Taking hydroxychloroquine shortly after being exposed to coronavirus does not necessarily prevent infection, researchers reported Wednesday following a clinical trial.
The drug, primarily used against malaria, was praised by United States President Donald Trump, who said he was using it preventively against the new coronavirus (Covid-19).
A study of 821 people in the United States and Canada showed that it was not much more effective than a placebo for this purpose.
A team of scientists led by the University of Minnesota selected adults who had been in contact with a coronavirus-positive person for more than 10 minutes at a distance of two metres or less.
The majority of them were considered “at risk” of infection as they were not wearing masks or eye protection when they interacted with the infected person.
All were randomly given either hydroxychloroquine or a placebo within four days of contact. The researchers then analyzed how many of them contracted coronavirus within two weeks.
“This randomised trial did not show a significant benefit of hydroxychloroquine as a prophylactic treatment after exposure to Covid-19,” the authors concluded.
49 of the 414 patients (12%) who received treatment developed the disease, compared to 58 of the 407 (14%) who received placebo. That difference is not considered statistically significant.

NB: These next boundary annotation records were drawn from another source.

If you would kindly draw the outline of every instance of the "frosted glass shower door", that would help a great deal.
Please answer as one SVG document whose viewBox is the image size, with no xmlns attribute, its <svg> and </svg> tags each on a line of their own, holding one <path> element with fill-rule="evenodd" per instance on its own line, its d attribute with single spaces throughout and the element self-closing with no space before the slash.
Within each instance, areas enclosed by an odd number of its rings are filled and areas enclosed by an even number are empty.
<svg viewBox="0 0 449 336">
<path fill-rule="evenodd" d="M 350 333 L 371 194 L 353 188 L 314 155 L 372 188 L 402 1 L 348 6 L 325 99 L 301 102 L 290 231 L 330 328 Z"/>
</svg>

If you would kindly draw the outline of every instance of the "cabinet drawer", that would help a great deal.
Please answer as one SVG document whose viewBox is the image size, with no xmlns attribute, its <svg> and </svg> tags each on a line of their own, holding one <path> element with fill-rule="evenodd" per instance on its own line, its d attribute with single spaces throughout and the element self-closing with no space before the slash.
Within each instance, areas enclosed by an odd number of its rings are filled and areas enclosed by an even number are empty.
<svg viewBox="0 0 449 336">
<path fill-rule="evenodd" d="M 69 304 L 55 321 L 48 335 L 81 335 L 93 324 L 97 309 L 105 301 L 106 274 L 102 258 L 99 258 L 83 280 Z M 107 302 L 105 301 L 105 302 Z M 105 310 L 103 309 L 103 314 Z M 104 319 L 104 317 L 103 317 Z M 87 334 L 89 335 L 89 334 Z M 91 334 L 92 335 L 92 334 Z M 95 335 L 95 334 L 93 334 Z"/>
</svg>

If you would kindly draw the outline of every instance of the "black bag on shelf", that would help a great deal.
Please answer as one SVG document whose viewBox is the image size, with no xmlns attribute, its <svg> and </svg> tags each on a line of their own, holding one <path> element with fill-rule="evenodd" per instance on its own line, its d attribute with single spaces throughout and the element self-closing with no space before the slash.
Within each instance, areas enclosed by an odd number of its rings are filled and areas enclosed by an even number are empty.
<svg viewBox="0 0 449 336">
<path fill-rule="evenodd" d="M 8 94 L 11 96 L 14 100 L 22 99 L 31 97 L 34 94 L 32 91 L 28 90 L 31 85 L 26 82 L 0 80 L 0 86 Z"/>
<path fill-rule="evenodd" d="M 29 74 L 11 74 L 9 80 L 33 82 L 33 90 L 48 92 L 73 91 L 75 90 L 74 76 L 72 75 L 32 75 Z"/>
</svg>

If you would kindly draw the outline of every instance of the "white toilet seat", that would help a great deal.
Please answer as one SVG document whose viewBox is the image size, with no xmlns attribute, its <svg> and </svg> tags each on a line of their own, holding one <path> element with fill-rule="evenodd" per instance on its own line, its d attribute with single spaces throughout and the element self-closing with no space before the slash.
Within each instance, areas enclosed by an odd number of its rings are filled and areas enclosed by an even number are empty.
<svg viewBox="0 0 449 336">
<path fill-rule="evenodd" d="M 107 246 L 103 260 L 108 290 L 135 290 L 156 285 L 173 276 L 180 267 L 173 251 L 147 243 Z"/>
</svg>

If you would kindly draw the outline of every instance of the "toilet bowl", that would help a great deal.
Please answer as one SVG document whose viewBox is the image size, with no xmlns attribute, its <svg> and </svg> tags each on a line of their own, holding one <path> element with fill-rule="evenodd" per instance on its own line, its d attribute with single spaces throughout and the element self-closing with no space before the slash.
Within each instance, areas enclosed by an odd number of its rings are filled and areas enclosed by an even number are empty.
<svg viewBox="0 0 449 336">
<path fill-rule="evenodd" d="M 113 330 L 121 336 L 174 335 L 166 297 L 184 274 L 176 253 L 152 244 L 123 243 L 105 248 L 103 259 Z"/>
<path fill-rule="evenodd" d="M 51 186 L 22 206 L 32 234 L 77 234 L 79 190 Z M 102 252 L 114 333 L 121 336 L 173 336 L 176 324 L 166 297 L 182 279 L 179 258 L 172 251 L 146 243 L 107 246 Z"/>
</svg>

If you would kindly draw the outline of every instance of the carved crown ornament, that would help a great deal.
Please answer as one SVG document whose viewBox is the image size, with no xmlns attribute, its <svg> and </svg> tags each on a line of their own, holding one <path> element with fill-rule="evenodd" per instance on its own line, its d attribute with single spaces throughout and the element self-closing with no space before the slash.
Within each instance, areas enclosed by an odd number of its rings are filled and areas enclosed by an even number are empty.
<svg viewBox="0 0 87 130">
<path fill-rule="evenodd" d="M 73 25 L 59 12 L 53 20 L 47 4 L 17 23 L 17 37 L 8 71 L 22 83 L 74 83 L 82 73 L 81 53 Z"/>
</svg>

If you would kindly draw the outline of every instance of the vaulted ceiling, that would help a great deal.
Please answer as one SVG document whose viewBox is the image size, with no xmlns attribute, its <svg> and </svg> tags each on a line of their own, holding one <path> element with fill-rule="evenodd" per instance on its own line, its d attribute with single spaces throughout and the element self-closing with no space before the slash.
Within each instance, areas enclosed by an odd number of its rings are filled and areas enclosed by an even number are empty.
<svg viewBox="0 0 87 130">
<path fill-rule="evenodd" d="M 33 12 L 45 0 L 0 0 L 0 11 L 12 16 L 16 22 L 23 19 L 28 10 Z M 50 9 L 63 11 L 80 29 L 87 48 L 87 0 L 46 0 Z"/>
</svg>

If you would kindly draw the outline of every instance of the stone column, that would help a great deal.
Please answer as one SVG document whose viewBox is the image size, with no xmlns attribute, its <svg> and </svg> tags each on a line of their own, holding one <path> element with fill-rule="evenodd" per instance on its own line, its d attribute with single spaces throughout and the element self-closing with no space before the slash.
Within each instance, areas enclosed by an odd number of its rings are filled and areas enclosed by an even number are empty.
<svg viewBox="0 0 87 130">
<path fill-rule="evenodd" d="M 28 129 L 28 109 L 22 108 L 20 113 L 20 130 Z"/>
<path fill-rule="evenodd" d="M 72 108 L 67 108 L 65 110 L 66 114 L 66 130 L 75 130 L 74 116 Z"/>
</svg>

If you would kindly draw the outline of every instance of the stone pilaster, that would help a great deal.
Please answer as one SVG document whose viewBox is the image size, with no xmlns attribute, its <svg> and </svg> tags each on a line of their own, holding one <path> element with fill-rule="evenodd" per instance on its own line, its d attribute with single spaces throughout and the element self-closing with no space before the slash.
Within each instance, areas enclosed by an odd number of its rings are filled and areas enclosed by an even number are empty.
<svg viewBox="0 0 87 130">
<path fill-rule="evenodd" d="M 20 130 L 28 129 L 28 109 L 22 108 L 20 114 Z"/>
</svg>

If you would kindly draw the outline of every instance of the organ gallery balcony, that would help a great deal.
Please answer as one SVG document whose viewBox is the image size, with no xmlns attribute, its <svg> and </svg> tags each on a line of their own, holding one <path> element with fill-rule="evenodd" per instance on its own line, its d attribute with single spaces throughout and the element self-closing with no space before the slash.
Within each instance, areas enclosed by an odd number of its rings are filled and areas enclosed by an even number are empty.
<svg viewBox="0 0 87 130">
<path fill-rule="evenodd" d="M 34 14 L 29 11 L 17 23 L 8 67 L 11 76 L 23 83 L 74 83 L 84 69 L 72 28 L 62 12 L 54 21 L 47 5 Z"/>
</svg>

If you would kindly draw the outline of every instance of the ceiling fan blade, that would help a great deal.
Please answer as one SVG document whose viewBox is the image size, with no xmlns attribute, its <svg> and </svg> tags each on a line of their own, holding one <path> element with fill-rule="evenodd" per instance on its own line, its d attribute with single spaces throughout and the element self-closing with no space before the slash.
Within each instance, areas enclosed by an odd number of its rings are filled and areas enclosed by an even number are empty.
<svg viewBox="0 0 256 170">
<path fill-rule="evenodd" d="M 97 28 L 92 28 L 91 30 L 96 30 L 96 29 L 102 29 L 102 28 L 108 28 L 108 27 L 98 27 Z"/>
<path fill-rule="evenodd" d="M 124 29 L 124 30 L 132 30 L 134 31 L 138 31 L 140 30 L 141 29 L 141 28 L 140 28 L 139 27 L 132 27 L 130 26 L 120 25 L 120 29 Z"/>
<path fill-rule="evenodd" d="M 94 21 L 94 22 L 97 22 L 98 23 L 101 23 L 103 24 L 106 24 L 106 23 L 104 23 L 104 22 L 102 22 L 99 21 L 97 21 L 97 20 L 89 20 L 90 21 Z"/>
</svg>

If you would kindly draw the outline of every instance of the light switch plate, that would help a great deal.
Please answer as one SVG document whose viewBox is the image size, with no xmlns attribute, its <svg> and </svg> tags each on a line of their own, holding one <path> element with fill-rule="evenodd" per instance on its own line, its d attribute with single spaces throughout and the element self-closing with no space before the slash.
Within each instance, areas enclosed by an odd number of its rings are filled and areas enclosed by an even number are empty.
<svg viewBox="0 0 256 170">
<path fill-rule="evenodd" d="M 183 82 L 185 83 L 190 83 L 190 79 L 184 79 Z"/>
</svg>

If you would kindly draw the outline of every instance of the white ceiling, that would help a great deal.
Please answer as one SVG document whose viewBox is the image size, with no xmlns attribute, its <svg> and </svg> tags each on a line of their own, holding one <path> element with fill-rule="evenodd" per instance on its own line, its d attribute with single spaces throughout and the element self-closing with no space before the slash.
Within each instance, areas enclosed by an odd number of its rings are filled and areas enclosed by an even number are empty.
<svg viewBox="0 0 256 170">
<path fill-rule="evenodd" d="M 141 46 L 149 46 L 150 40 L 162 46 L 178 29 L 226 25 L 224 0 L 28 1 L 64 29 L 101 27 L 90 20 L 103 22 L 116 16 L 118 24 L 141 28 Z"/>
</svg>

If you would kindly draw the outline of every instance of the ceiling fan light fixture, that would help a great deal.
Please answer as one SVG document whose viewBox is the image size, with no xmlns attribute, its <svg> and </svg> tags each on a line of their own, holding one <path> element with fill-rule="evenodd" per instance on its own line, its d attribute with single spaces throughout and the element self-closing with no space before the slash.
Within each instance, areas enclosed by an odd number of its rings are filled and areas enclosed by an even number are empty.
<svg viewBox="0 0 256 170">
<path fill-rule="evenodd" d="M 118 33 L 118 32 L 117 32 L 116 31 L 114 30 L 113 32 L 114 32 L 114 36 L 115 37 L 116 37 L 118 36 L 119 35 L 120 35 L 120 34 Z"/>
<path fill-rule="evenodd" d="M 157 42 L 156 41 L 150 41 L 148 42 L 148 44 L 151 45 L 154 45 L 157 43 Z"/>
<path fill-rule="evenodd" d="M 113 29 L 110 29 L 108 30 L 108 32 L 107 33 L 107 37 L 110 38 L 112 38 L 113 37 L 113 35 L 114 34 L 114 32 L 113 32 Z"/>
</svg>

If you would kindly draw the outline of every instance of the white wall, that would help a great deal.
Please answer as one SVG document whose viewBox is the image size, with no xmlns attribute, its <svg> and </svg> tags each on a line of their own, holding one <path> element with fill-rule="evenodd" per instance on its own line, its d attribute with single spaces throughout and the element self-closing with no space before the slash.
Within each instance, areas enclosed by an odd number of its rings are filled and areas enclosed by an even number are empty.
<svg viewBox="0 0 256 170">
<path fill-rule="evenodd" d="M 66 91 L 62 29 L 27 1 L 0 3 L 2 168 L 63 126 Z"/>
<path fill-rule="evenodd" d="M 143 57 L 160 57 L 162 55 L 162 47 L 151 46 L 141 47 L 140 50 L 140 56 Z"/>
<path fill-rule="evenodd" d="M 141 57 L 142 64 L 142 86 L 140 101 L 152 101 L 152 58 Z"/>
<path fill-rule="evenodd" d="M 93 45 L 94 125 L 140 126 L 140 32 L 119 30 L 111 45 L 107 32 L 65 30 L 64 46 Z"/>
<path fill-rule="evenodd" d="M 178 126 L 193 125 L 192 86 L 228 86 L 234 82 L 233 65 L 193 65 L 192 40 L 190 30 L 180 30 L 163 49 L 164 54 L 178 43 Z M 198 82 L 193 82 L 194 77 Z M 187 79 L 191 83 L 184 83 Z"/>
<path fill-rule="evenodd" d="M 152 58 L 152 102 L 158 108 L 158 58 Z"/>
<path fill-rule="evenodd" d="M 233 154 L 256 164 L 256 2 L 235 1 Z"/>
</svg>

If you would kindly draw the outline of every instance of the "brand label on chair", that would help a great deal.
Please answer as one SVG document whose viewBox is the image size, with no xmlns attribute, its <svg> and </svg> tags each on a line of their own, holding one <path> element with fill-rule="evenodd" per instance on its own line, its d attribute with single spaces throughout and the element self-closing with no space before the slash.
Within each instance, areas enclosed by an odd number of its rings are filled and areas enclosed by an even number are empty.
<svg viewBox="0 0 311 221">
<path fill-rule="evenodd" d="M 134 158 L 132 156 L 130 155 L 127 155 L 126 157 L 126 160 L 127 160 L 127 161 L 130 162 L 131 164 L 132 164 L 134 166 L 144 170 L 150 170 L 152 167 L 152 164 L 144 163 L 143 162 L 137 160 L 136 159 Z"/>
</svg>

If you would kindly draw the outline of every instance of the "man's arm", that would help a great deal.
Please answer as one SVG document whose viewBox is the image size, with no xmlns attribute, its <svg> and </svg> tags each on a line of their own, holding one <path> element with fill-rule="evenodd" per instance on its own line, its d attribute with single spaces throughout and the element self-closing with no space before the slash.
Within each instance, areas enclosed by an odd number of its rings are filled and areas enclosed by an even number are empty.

The results of the study were eagerly awaited because it was a randomised controlled trial, an experiment that is considered the gold standard for the study of clinical outcomes.
Still, “the study is too small to be conclusive,” warns Martin Landray, a professor of medicine and epidemiology at Oxford University, who was not involved in the design of the study.
More studies will be needed to know for sure whether hydroxychloroquine can have a moderate positive effect, the expert believes.
On Wednesday, the World Health Organization (WHO) announced the upcoming resumption of clinical trials of hydroxychloroquine against coronavirus.
The week before, it had announced it would no longer administer hydroxychloroquine in its tests because of “concerns about the safety of the trials” after a study to that effect in the Lancet.
However, on Tuesday the journal distanced itself from its own study. It acknowledged in a formal warning that “important questions” remained.
“Data for multiple studies on Covid-19” was provided by “a little-known US healthcare analytics company,” according to the Guardian. The newspaper said the research was based on “flawed data.”